# Tutorial on xtalmet package
This notebook provides a tutorial on evaluating the uniqueness and novelty of a given set of generated crystals using the `xtalmet` package.

### Setup

In [1]:
import gzip
import pickle

from huggingface_hub import hf_hub_download

from xtalmet.evaluator import Evaluator

  from .autonotebook import tqdm as notebook_tqdm


cuequivariance or cuequivariance_torch is not available. Cuequivariance acceleration will be disabled.


### Evaluation

### 

In [2]:
# Load a set of crystals

# You can alternatively prepare your own set of crystals (list[xtalmet.crystal.Crystal]
# or list[pymatgen.core.Structure]).

path = hf_hub_download(
	repo_id="masahiro-negishi/xtalmet",
	filename="mp20/model/cdvae.pkl.gz",
	repo_type="dataset",
)
with gzip.open(path, "rb") as f:
	gen_xtals = pickle.load(f)

# Use only the first 100 crystals for this tutorial
gen_xtals = gen_xtals[:100]

In [3]:
# Prepare an evaluator
evaluator = Evaluator(gen_xtals)

In [4]:
# Evaluate uniqueness
distance = "amd"  # Options: "smat", "comp", "wyckoff", "magpie", "pdd", "amd"
screen = None  # Options: None, "smact", "ehull"
uni, uni_times = evaluator.uniqueness(
	distance=distance, screen=screen, dir_intermediate=None, return_time=True
)
# Note: If you calculate uniqueness using the same distance metric several times (e.g.,
# when trying out different screening methods), we strongly recommend specifying
# dir_intermediate.

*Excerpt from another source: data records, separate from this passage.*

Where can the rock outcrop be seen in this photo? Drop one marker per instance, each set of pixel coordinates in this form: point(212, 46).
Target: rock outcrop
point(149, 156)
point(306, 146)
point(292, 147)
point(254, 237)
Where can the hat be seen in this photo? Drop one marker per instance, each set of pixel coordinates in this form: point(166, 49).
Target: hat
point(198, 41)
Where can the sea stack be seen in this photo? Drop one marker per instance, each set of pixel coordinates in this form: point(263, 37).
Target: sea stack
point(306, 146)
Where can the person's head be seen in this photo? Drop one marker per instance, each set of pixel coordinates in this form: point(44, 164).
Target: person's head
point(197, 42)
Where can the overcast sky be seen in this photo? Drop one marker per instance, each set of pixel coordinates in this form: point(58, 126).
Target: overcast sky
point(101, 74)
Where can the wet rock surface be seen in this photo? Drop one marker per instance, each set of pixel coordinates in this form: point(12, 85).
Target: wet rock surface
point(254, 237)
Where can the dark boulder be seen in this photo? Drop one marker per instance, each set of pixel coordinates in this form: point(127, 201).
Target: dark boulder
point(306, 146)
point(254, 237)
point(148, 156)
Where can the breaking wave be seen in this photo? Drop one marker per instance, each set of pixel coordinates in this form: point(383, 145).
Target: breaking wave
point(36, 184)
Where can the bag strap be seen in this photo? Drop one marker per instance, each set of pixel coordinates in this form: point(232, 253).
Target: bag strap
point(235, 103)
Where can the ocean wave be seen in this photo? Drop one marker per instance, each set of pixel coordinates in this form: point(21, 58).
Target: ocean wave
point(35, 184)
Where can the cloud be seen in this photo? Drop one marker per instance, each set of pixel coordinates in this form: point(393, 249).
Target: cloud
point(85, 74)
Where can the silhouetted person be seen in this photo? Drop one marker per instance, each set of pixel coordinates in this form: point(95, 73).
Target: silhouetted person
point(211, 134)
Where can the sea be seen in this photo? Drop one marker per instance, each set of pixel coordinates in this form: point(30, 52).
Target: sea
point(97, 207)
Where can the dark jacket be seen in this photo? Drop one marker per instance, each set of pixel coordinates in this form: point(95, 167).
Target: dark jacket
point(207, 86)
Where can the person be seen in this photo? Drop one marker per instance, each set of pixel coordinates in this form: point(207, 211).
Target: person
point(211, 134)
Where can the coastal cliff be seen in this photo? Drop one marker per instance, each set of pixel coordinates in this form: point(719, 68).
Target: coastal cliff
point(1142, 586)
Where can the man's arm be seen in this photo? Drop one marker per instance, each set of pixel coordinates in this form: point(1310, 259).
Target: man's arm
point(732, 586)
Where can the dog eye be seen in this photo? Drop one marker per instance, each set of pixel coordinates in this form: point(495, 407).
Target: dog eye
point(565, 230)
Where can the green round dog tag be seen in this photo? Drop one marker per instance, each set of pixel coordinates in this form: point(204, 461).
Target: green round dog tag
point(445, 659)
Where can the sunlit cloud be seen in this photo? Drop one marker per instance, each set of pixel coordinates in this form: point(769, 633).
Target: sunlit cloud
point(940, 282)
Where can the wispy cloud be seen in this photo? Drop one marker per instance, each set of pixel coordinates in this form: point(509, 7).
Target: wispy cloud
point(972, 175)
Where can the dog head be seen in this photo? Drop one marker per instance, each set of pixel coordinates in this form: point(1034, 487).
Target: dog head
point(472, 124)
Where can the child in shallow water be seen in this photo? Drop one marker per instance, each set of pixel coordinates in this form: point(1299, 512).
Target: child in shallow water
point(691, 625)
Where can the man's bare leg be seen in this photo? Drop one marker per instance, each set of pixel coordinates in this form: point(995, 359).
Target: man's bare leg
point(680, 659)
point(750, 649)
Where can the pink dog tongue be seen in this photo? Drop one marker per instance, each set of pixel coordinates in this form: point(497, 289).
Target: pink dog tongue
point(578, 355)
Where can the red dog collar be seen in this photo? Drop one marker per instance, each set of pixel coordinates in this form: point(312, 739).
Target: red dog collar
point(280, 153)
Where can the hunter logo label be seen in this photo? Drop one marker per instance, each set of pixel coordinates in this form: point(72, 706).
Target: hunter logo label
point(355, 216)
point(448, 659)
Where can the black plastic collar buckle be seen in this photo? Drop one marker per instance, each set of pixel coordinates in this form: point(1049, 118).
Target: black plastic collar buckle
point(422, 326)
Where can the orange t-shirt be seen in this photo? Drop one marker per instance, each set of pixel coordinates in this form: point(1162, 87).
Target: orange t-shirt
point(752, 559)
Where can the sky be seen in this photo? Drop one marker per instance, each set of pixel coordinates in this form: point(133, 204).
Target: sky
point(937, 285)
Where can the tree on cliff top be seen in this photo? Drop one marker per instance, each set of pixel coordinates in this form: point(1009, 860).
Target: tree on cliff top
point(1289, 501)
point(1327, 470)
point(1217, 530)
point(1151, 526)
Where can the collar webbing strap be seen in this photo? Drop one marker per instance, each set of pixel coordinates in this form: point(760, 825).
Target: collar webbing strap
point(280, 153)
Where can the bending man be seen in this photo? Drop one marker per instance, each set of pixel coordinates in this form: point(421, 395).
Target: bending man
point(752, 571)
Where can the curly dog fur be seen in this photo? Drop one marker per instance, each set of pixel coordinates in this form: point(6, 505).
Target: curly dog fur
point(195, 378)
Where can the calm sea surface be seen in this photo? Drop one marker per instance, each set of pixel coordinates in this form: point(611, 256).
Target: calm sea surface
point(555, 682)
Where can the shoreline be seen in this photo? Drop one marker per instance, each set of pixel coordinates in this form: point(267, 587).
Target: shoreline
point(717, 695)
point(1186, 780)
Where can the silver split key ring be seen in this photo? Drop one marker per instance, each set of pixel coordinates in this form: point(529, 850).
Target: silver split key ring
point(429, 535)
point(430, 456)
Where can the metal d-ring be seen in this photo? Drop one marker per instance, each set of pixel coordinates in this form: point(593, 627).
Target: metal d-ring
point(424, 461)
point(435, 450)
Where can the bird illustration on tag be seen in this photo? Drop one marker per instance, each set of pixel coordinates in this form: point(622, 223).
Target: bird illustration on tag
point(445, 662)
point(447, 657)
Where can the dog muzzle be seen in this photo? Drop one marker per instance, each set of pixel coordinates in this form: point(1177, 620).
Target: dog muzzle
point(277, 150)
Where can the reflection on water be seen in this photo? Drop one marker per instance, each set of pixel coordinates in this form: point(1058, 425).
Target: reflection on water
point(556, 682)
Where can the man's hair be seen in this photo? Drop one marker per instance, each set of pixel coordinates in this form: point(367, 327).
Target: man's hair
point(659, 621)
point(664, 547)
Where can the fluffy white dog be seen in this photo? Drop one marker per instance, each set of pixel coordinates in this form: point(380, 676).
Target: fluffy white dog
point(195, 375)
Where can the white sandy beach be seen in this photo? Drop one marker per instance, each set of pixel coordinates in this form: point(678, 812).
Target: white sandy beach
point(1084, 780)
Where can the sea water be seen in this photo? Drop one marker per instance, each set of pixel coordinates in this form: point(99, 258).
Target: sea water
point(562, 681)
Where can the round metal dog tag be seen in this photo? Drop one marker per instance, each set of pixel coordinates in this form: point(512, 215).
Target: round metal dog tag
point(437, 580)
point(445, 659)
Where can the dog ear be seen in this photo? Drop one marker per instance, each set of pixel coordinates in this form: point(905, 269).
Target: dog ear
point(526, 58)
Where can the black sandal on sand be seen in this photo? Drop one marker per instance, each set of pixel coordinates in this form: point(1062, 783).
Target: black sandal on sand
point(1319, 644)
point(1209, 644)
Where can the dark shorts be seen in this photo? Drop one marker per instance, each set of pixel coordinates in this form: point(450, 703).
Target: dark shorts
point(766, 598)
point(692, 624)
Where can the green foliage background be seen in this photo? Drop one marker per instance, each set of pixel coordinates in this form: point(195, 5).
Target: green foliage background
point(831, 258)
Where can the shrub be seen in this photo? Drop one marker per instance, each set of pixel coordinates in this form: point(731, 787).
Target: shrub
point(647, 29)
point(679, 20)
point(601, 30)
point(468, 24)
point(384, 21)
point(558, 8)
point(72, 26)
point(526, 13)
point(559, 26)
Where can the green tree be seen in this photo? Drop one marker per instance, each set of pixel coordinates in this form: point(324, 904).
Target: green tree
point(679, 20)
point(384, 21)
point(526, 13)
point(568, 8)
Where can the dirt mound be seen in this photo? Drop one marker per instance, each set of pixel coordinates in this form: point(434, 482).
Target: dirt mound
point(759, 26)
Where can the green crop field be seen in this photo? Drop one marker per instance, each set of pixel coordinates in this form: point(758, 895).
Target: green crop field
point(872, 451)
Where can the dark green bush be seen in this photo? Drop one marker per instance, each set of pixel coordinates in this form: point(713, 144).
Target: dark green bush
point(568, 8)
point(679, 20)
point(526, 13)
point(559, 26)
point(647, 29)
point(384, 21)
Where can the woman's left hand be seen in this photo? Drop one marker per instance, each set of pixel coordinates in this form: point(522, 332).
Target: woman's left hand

This means that the distance matrix computed in the first run will
# be saved in the directory and used thereafter, significantly reducing the computation
# cost.

print(f"Uniqueness: {uni:.4f}")
print(f"Computation times (s): {uni_times}")

Uniqueness: 1.2808
Computation times (s): {'uni_emb': 0.17191743850708008, 'uni_d_mtx': 0.007668495178222656, 'uni_metric': 1.7881393432617188e-05, 'uni_total': 0.17960381507873535}


In [5]:
# Evaluate novelty
train_xtals = "mp20"  # Options: "mp20", list[xtalmet.crystal.Crystal], list[pymatgen.core.Structure]
distance = "amd"  # Options: "smat", "comp", "wyckoff", "magpie", "pdd", "amd"
screen = None  # Options: None, "smact", "ehull"
nov, nov_times = evaluator.novelty(
	train_xtals=train_xtals,
	distance=distance,
	screen=screen,
	dir_intermediate=None,
	return_time=True,
)
# Note: Again, if you calculate novelty using the same distance metric several times, we
# strongly recommend specifying dir_intermediate.

print(f"Novelty: {nov:.4f}")
print(f"Computation times (s): {nov_times}")


Novelty: 0.2009
Computation times (s): {'nov_emb_gen': 0.01799321174621582, 'nov_emb_train': 0.3856959342956543, 'nov_d_mtx': 0.14848995208740234, 'nov_metric': 0.001974821090698242, 'nov_total': 0.5541539192199707}